Several features are built into the Dexterity system to allow you to easily make powerful, multiuser applications.
Applications you create in Dexterity can be configured to operate across a variety of local area networks (LANs). In this environment, your application’s data is located on the network, allowing multiple workstations to read and write data from the database. Each workstation in a LAN uses a platform-specific runtime engine and a copy of the application dictionary.
The following illustration shows the relationships between various workstations and an application’s data.
Although a network server environment is an optimal configuration, data can also be shared between workstations using a peer-to-peer network environment, such as Windows networking.
Dexterity supports multiple users accessing the same data at the same time.
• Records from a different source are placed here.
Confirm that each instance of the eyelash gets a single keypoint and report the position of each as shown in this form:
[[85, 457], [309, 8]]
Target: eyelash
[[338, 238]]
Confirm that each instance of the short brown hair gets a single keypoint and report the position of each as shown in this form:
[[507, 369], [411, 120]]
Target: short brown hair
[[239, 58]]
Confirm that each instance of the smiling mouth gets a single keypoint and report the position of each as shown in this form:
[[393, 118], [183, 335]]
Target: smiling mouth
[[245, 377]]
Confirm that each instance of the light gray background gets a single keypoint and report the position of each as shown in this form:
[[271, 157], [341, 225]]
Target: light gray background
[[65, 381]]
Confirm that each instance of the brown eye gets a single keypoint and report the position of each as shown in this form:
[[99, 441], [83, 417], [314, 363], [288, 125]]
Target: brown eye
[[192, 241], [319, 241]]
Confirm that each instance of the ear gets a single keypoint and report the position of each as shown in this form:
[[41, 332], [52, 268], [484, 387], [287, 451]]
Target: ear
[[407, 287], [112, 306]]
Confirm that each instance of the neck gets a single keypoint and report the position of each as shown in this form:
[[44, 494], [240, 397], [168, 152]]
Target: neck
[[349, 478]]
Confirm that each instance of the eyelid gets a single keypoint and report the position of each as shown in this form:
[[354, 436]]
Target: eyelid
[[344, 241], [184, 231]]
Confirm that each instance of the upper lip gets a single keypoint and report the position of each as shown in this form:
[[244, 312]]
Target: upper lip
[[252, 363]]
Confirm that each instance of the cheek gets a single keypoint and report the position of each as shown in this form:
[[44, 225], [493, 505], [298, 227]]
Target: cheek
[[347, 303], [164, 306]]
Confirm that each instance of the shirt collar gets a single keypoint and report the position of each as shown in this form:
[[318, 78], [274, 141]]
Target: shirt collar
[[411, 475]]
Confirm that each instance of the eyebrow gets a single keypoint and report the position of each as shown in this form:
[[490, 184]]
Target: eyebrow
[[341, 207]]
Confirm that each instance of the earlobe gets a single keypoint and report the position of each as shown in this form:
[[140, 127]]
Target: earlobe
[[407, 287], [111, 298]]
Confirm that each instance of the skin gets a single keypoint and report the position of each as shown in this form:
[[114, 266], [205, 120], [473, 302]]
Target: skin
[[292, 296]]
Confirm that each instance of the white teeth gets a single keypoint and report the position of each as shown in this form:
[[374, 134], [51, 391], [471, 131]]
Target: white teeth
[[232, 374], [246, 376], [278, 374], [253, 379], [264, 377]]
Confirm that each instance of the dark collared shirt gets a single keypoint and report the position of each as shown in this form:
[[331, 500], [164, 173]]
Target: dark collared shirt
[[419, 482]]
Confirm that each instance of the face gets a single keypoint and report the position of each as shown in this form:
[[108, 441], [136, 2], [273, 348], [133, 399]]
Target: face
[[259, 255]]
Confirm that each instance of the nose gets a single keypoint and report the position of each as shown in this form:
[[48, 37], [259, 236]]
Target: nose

To accommodate this, Dexterity applications apply Optimistic Concurrency Control (OCC), a form of record locking that allows multiple users to work in the same tables and access the same records with minimal restrictions, while helping to ensure data integrity.
Internally, Dexterity has a Data Management Subsystem that takes generic data requests and translates them into the specific calls needed to access data from the chosen database. You write your application independent of a specific database type. This allows your application to use any of the database types supported by Dexterity.
Dexterity applications can operate in a client/server environment, which allows you to separate data management tasks from processing and display tasks. By distributing these tasks between a client computer and a server computer, you optimize the use of your computing resources. The following illustration shows a client/server configuration.
Data is located at the server, while the application (the runtime engine and dictionary) is located at the client. Client computers can then request data from or write data to the server computer. Dexterity supports Microsoft SQL Server 7 and SQL Server 2000.
Processes are distributed between client and server workstations using the Process Server. With the Process Server, you can send certain processes – such as posting data or printing reports – to another computer that’s running the Process Server (either the server or another client):
Distributing your application’s processes allows you to take advantage of faster processing capabilities that you may have on more powerful computers in your network. It also can reduce the work load and improve the performance of busier workstations by off-loading processes to computers that are idle.
The Dexterity macro system allows your users to play and record macros, allowing your users to automate tasks throughout your application. The macro system is also used while testing your application. Refer to Testing Your Application for information about using the Macro system.
You can implement security in any Dexterity application. Security allows you to control exactly which forms, reports and tables users of your application can access.
Pathname support allows your application to store information in designated locations. Dexterity applications have built-in support for pathnames.
Dexterity applications can support Windows Help and HTML Help.